Speaking at the annual Hospital Authority Convention 2008 today, Mr Wu said to ensure a strong and sustainable workforce the authority has implemented a new career progression structure for doctors and launched pilot programmes to reform doctors' work.

 

He said the Government has pledged to raise recurrent spending on healthcare from 15% to 17% in 2011-12. The authority is consolidating views on the healthcare reform proposals expressed by staff, Hospital Governing Committee members, patient groups and other stakeholders for submitting to the Government.

 

Healthcare reform

Authority Chief Executive Shane Solomon said the impact of healthcare reform should be to cut demand on the authority and create a more stable funding base for the future.

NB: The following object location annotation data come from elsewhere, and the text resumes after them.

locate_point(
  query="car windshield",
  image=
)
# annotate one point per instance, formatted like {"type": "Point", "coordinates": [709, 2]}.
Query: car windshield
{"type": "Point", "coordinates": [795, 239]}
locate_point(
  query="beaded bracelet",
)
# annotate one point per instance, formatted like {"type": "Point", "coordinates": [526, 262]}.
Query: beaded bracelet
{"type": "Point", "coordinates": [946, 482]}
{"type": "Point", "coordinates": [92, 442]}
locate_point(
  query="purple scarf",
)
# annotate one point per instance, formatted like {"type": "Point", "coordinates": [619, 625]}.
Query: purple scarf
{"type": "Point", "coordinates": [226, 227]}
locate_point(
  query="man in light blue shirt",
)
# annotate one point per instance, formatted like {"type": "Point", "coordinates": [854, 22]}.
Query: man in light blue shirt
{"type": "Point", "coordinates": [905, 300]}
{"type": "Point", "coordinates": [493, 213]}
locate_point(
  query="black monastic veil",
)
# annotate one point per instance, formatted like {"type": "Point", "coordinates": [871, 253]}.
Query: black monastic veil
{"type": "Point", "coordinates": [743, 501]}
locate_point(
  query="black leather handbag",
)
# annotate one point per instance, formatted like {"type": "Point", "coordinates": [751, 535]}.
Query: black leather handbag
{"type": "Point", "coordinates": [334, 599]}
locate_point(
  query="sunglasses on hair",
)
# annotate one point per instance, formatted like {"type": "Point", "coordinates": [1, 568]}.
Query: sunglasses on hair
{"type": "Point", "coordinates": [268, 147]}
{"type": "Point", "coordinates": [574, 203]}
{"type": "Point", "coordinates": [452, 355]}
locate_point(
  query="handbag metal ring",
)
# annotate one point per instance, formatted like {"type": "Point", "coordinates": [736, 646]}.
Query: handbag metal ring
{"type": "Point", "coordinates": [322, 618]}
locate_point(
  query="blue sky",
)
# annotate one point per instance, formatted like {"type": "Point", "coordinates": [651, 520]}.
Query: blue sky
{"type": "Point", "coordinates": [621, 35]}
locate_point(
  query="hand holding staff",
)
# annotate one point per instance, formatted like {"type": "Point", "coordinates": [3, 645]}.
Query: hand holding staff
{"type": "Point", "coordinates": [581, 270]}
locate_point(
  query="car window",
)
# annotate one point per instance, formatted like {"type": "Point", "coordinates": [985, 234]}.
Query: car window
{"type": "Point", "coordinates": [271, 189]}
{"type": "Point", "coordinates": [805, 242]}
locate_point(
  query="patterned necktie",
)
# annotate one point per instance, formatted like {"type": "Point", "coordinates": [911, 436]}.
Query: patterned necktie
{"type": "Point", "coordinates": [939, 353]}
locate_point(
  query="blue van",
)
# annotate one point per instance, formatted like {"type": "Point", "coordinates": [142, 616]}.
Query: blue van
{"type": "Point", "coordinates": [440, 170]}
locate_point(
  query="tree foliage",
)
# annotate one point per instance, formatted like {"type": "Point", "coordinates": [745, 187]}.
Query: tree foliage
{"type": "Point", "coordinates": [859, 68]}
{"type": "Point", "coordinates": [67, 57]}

The healthcare reform consultation document detailed two imbalances in Hong Kong's healthcare system: too much emphasis on acute curative care and not enough on prevention and primary care; and, too much reliance on the public hospital system.

 

Mr Soloman said even with a better public-private balance the authority will still have a central role providing the universal safety net. Patients will have more choices, both within the authority and the private sector.

 

"In the future world of healthcare financing the authority should consider offering some new choices above its core evidence-based service offering for those willing to pay more, maybe using their medical savings account or their insurance cover," Mr Solomon said, adding more public-private partnerships will emerge to offer additional new choices.

 

He said the authority must train and retain staff, particularly doctors and nurses, so there are more reasonable workloads and more time for communication. The authority will also reform its workforce, introduce a new casemix funding system that ties workload to patient load, and keep management overheads to a minimum so resources are directed to the frontline.

 

He said achieving value for society should be about working smarter and teamwork, not forcing unreasonable workloads on frontline staff.